Argument 4: (Terminator Seeds) I can't tell what he is trying to tell us here. First he lists them in the list of red herring arguments to distract the search for the real cause, then his Argument 4 write-up doesn't seem to explain how it is a distraction but seems to use it to support his theory. He apparently lost his way following even the simple path he laid out himself in structuring the article.

I'll leave to to others to examine the science he relates in the last half of his article. I am no scientist though I get the impression that the author knows less about the subject than I do but pushes on to his conclusion without facts or logic impeding the process. If anything, he proves his own point about distracting arguments by pointing to GMOs as the single smoking gun. Credible researchers, (of which I am convinced the author is not one) seem largely to agree on one thing, that there is likely not a single cause for CCD.

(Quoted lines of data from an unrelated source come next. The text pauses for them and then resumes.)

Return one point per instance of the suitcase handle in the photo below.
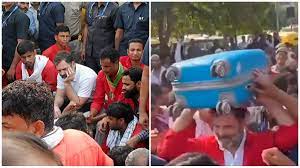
(223, 107)
(219, 69)
(172, 74)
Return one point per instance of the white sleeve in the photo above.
(60, 82)
(86, 87)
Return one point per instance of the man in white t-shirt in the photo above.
(75, 82)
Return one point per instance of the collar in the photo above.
(240, 146)
(130, 4)
(77, 76)
(54, 137)
(10, 9)
(118, 77)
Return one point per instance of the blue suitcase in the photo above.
(218, 81)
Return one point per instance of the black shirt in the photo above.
(134, 22)
(15, 25)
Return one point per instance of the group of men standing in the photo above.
(113, 41)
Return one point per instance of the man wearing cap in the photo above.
(232, 144)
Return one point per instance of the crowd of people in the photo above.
(266, 133)
(75, 83)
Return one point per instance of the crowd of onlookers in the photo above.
(263, 134)
(74, 83)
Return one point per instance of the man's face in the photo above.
(155, 62)
(129, 88)
(24, 5)
(108, 67)
(7, 4)
(281, 58)
(63, 38)
(135, 51)
(28, 59)
(63, 67)
(228, 130)
(114, 123)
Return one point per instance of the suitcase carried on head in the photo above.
(218, 81)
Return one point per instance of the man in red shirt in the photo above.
(28, 107)
(62, 37)
(135, 51)
(108, 83)
(131, 88)
(35, 67)
(232, 144)
(123, 125)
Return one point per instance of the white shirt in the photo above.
(84, 82)
(237, 159)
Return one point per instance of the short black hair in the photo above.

Now, how about posting some Alex Bell articles about UFOs and the New World Order and their effects on honey bees?

Wayne
 
#19 ·
I think the displacement of diverse genetics is more frightening than any direct health consequences. IMHO, GMO pollen is likely to be just as healthy to bees as the conventionally hybridized crops. Some proteins engineered into plants to affect arthropods may be an exception. I am not aware of any proteins, however, other than BT proteins, in this category. If the BT transgenes were a problem to bees, it is hard to see how, considering that BT sprays seem innocuous. IF Btb is harmful to bees I'm sure I will get corrected. The plasmids and viral delivery systems used by molecular biologists usually have a few tag along proteins that are expressed to some level in the target plants but the amount of these proteins found in our food is probably lower than the insect matter found in our food. I think I would prefer a few picograms of ampicillin in my salad than part of a cockroach. Some of the transgenes end up in our diet every day when we slough off billions of naturally occurring E coli cells in our gut. Not to mention all the other transgene products from beer, sauerkraut, yogurt, cheese, salami, kefir, etc........................................
 
#20 ·
Bt corn has often been characterized as a threat to honeybees.
However, Bt powder has not only been used to treat hives for wax moths, but bees have also been used to carry Bt powder to treat crops for pests in tests.

I think that THE current issue regarding GM crops is that weeds become resistant to herbicides, like roundup, and another herbicide has to be used to eliminate resistant weeds (like pigweed). That defeats the purpose of using roundup-ready GM crops in the first place, and it also adds 1 more chemical to worry about.

It's also interesting to note, that as bees became transgenic/virus resistant themselves, only a handful of people noticed, and yet the bee's chances for survival improved (albeit at a price).

So, I would conclude that varroa, and the viruses that it induces, have done far more damage to bees, including making them 'GM' bees, than GM crops have done.

Some might say that the real culprit is globalization and not GMO (or illiteracy). :rolleyes:
 
#31 ·
As a genetic engineer myself, I think the technology most likely to kill us will be deliberately made to do so. Yes - it is conceivable that transgenic plants and animals may lead to some harmful unintended consequences but the harsh reality is that bioweapons are being produced around the globe and they are much easier to produce than a nuke and a lot more easy to deliver. Adding interleukin genes to small pox and changing some surface proteins to evade an immune response are worth losing sleep over.
Reduction of the gene pool and centralized control of food scare me a lot more than eating GMO foods.
 
#33 ·
I swear that this is true. Some time ago I was taking classes at a local university. During the same semester I took a general entomology class and a pesticide management class. One morning, during the general ento class the prof played a film from the late 1940s. It was a researcher who stated that ‘this will change agriculture as we know it today’. He was referring to DDT. In my afternoon pesticide management class, the visiting professor was working with gm cotton. And he said….well you know…word for word….on the same day! I felt the hair on the back of my neck stand up.